The Oldest pulsed a somewhat brighter red, once, twice. He paused. Then he said, "I do not wait—there is nothing to wait for." Again the pulse of a brighter red. "One waits for the future. But there is no future, you know."

"Not for him," Pur said softly to her companions, and Fless and Asterrea sank wavering to the stone floor of the Oldest's home, where they rocked back and forth.

The Oldest sank with them, and when he touched down he remained motionless. Pur drifted over the others, maintaining movement but unable to raise her color above a steady blue-green. She said to the Oldest, "But you knew we would come."

"Would come? Would come? Yes, and did come, and have come, and are come. It is today only, you know, for me. I will be the Oldest, when the others pass me by. I will never change, nor will my world."

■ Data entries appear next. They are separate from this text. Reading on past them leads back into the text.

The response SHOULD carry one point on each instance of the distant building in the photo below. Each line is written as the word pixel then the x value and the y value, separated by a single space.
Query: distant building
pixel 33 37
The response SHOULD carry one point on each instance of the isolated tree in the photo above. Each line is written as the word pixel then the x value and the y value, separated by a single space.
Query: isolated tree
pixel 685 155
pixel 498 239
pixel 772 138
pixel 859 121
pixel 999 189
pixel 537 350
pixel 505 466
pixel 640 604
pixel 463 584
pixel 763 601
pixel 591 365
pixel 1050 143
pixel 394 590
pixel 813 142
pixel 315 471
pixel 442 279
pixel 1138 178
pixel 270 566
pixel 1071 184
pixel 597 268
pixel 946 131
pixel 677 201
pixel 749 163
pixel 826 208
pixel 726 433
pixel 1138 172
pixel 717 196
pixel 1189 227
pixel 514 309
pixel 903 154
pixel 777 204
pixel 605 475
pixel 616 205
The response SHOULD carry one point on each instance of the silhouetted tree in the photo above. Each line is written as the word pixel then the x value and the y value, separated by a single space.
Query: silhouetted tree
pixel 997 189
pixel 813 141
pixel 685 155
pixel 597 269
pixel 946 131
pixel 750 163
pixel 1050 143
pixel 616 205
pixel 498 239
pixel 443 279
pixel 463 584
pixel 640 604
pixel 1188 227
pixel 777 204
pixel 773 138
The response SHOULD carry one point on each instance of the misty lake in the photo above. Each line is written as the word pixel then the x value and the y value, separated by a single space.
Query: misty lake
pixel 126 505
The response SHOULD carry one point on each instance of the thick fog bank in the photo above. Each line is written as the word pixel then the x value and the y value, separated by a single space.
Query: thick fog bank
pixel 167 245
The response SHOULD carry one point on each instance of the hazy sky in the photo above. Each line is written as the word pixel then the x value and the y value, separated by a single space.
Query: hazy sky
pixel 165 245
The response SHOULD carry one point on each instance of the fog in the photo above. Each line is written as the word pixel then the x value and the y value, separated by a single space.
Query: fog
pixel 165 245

"But the others have already passed you by," Fless said. "We are many life-cycles after you, Oldest—so many it is beyond the count of windbirds."

The Oldest seemed to draw his material self into a more upright posture, forming his energy-flow carefully around it. To the red of his color he added a low hum with only the slightest quaver as he said, "Nothing is after me, here on Rock. When you come here, you come out of time, just as I have. So now you have always been here and will always be here, for as long as you are here."

Asterrea sparked yellow suddenly, and danced upward into the becalmed air. As Fless stared and Pur moved quickly to calm him, he drove himself again and again at the edge of the cone of quiet that was the Oldest's refuge. Each time he was thrown back and each time he returned to dash himself once more against the edge of the storm, trying to penetrate back into it. He flashed and burned countless colors, and strange sound-frequencies filled the quiet, until at last, with Pur's stern direction and Fless's blank gaze upon him, he sank back wearily to the stone floor. "A trap, a trap," he pulsed. "This is it, this is the vortex itself, we should have known, and we'll never get away."

The Oldest had paid no attention to Asterrea's display. He said slowly, "And it is because I am not in time that the vortex cannot touch me. And it is because I am out of time that I know what the vortex is, for I can remember myself born in it."

Pur left Asterrea then, and came close to the Oldest. She hung above him, thinking with blue vibrations, then asked, "Can you tell us how you were born?—what is creation?—how new things are made?" She paused a moment, and added, "And what is the vortex?"

The Oldest seemed to lean forward, seemed tired. His color had deepened again to the darkest red, and the Three could clearly see every atom of matter within his energy-field, stark and hard. He said, "So many questions to ask one question." And he told them the answer to that question.